What makes you think it wouldn't be?

Sticky, need a blender, perhaps impractical - but certainly nothing wrong with it.



B.


----------



## fufu (Sep 6, 2008)

Oats always sink and collect on the bottom when I put them in my shakes. 

Unless I have enough frozen stuff blended to keep them magically suspended throughout the shake.

Milk + whey + oats blended = milk and whey shake with a few mouthfulls of grinded oats on the bottom.


----------



## KelJu (Sep 6, 2008)

fufu said:


> Milk + whey + oats blended = milk and whey shake with a few mouthfulls of grinded oats on the bottom.







I don't know why that tickled me so much. I had the same issue, but I solved it buy mixing it all in a whey shaker. Shake it up before every swallow, and it works better.


----------



## fufu (Sep 7, 2008)

a fine solution indeed, but I don't have many cups with tops for them.

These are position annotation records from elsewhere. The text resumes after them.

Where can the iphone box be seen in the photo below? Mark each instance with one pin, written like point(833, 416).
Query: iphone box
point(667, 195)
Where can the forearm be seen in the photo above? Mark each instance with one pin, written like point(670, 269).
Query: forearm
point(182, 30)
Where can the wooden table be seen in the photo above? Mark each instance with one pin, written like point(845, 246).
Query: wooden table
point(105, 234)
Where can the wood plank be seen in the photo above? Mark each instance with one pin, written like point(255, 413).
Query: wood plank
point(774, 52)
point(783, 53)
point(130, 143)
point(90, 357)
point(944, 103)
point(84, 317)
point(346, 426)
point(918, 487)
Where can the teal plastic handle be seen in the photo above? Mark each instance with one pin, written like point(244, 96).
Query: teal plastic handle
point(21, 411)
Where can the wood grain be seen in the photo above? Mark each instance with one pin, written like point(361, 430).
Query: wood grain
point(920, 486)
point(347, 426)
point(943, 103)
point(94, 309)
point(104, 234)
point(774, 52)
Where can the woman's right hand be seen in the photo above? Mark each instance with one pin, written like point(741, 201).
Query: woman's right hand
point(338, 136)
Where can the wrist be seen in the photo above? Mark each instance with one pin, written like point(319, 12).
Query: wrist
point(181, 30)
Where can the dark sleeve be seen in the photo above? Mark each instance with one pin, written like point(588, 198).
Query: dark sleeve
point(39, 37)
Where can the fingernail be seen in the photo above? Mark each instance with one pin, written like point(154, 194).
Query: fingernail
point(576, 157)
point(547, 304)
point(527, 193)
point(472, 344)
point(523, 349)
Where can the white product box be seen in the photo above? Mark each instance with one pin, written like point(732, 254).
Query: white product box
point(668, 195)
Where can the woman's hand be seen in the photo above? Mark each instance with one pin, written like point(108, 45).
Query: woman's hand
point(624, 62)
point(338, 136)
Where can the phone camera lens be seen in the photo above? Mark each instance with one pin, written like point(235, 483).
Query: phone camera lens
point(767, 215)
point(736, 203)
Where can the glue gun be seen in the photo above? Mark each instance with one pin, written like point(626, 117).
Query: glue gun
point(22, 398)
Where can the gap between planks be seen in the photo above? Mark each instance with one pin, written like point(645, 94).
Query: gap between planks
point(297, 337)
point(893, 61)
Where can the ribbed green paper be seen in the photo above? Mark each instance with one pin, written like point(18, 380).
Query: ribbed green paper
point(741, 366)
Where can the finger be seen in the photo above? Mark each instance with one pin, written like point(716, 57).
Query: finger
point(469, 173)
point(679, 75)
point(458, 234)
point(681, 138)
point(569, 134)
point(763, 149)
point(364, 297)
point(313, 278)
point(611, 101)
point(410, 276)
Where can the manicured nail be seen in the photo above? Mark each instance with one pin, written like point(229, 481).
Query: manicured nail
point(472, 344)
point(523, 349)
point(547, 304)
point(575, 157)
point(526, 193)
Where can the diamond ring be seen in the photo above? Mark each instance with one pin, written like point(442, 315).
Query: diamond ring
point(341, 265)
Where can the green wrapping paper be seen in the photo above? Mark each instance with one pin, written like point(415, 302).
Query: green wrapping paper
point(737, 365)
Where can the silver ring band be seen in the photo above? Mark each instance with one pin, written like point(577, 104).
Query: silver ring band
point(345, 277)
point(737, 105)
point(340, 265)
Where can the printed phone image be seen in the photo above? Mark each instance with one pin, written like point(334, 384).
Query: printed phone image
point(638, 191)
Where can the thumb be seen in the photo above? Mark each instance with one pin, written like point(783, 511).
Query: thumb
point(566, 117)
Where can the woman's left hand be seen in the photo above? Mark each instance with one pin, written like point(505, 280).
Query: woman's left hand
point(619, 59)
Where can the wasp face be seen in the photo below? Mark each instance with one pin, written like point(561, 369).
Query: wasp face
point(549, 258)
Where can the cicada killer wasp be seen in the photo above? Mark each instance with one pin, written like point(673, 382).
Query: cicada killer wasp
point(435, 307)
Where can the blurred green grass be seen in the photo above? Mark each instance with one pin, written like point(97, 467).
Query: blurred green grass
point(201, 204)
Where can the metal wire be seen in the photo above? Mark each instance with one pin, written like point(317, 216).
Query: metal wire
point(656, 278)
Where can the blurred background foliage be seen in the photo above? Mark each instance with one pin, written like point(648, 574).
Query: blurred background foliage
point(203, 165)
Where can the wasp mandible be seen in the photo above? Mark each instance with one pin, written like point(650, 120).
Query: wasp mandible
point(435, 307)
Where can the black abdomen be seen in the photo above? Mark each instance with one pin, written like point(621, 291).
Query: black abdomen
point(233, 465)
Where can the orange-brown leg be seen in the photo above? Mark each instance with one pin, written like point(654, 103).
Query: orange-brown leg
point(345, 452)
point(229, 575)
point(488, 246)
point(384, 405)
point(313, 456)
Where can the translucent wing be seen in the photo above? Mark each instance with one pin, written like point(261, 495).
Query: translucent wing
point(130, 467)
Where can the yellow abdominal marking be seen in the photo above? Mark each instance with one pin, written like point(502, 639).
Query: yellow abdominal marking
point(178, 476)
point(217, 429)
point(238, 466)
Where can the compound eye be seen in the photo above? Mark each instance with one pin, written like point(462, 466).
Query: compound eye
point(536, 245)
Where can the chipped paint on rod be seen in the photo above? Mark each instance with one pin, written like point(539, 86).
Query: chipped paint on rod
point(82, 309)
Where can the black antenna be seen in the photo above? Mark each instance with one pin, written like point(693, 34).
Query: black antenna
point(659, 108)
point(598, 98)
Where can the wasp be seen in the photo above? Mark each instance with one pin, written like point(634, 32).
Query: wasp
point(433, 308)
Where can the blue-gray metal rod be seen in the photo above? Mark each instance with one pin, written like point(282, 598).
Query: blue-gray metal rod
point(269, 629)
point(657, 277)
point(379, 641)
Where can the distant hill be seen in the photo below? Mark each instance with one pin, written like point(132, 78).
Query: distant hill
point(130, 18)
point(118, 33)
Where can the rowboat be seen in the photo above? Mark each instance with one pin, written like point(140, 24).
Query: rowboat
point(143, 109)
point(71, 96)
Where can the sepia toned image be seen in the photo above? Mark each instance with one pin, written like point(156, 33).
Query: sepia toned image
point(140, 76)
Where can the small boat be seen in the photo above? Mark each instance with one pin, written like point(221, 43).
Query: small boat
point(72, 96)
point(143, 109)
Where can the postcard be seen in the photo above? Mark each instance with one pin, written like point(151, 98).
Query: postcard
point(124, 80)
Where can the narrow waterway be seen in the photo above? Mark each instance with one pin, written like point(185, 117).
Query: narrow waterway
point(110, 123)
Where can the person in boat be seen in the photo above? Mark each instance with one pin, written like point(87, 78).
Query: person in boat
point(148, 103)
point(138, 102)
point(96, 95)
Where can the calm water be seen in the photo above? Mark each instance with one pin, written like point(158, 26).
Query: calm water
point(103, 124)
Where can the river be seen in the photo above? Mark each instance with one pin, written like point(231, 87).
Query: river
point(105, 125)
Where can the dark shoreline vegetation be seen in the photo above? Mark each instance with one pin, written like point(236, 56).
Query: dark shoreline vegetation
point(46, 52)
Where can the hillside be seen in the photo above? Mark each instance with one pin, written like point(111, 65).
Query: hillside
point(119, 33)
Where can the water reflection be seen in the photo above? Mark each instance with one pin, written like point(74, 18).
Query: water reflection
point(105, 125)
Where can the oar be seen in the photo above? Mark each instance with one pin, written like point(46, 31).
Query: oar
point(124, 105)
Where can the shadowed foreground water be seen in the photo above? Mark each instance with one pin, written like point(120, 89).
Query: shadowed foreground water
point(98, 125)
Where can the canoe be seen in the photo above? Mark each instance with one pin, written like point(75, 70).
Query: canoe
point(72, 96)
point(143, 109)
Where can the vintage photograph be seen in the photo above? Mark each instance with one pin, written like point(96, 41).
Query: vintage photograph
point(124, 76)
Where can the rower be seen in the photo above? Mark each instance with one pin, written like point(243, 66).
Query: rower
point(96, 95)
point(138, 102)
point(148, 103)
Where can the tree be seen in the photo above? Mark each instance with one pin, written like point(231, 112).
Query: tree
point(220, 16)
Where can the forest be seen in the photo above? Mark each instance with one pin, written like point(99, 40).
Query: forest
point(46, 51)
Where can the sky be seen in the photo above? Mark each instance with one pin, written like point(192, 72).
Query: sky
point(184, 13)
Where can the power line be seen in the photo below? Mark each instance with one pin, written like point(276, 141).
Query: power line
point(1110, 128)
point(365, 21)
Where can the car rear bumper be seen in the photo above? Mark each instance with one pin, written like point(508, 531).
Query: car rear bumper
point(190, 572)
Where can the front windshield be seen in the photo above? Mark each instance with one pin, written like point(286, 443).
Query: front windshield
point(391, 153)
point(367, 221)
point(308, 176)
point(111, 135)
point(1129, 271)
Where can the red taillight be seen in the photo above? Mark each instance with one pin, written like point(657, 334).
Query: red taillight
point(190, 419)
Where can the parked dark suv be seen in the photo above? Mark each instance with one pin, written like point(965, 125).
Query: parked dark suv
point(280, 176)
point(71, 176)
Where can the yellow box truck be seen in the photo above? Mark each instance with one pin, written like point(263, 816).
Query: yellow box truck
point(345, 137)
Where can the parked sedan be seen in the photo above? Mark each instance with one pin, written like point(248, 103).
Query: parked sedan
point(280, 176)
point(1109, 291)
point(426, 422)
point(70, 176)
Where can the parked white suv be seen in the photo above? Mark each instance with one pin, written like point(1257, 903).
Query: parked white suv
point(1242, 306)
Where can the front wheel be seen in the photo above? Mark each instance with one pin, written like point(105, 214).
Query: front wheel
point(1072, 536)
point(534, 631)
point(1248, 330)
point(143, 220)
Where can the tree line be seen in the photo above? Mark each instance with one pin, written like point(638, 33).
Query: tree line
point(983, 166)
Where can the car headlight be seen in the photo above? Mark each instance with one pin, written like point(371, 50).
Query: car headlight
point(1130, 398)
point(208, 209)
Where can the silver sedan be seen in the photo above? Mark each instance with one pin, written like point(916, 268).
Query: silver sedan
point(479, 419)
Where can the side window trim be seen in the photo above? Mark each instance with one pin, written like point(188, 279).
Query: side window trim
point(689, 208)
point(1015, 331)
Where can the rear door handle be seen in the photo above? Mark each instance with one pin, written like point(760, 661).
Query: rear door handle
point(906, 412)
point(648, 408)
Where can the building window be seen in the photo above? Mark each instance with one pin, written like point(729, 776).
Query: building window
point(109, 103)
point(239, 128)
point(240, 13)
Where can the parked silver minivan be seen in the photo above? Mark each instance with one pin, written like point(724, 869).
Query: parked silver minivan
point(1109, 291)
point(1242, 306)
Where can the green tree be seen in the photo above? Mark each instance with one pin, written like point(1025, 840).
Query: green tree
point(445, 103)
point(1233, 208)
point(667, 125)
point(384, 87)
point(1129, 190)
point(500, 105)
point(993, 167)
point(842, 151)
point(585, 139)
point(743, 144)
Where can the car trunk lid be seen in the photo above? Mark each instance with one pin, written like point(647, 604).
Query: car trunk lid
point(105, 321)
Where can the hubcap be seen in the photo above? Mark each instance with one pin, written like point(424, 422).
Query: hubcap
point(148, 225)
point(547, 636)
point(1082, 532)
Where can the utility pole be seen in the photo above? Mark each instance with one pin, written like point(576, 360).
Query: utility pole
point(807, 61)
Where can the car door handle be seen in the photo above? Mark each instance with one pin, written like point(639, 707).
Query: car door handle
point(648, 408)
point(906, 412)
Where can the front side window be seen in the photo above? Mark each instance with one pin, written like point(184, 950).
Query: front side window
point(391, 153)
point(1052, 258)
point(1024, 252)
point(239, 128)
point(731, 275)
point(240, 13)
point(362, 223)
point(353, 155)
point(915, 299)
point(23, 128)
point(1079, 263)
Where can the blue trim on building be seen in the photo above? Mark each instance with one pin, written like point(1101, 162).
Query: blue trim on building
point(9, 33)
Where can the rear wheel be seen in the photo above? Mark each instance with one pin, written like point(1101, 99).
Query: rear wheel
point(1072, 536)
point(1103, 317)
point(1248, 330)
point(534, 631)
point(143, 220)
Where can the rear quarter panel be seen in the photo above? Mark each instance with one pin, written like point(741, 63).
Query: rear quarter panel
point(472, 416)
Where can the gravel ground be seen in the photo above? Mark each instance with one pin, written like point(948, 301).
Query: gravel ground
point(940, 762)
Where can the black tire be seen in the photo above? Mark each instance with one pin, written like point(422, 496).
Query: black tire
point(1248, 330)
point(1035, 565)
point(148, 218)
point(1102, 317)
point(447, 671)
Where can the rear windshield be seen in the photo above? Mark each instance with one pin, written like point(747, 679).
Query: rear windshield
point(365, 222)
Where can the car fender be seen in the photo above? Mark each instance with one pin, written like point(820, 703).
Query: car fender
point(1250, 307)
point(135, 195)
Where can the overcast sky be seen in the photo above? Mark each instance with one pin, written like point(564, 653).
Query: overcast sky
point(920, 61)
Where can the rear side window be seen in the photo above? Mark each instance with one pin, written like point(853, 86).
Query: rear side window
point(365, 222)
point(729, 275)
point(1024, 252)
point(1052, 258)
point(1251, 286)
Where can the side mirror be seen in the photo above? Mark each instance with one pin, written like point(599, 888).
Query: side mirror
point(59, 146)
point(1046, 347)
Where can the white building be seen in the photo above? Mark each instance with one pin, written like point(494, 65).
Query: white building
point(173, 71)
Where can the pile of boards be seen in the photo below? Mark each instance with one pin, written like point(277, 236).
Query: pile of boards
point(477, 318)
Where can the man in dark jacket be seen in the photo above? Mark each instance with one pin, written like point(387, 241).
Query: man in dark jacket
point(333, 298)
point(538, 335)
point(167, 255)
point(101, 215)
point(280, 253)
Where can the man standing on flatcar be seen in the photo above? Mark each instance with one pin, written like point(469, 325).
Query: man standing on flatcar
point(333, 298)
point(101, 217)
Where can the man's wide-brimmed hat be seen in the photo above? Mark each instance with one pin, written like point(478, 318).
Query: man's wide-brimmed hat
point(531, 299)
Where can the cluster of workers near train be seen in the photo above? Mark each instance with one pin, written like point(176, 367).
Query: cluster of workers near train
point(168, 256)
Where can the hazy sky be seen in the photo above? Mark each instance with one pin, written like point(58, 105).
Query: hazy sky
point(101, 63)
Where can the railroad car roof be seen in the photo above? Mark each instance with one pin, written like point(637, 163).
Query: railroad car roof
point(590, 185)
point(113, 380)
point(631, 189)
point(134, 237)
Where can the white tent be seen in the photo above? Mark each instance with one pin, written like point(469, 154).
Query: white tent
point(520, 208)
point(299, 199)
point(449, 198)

I enjoy the shake I currently do - 
2 scoops whey
1 cup milk
1 cup crushed ice
60-85 grams frozen banana
100-135 grams frozen strawberries or blue berries
couple table scoops of pb (if I drink it post workout I nix the pb)


----------



## Built (Sep 7, 2008)

Get a cheap coffee grinder and grind up your oats to a flour before you make your shakes.


----------



## KelJu (Sep 7, 2008)

Built said:


> Get a cheap coffee grinder and grind up your oats to a flour before you make your shakes.



Holy shit! That is even better. I have a nice coffee grinder. I am going to but this into practice.


----------



## JailHouse (Sep 7, 2008)

My favorite weight gainer shake has raw oats

2 scoop whey
1/2 cup oats
1 tsp peanut butter
1 cup milk
lots of ice
and blend


----------



## fufu (Sep 8, 2008)

Built said:


> Get a cheap coffee grinder and grind up your oats to a flour before you make your shakes.



Good idea, but wouldn't be as filling methinks.


----------



## Built (Sep 8, 2008)

You'll probably find it more filling, if anything. Try it.


----------



## Skib (Sep 9, 2008)

fufu said:


> Oats always sink and collect on the bottom when I put them in my shakes.
> 
> Unless I have enough frozen stuff blended to keep them magically suspended throughout the shake.
> 
> Milk + whey + oats blended = milk and whey shake with a few mouthfulls of grinded oats on the bottom.



i think the key is to blend them for a good minute or so... that's what i do and they don't really sink... if you don't blend long enough then yeah, they tend to sink...


----------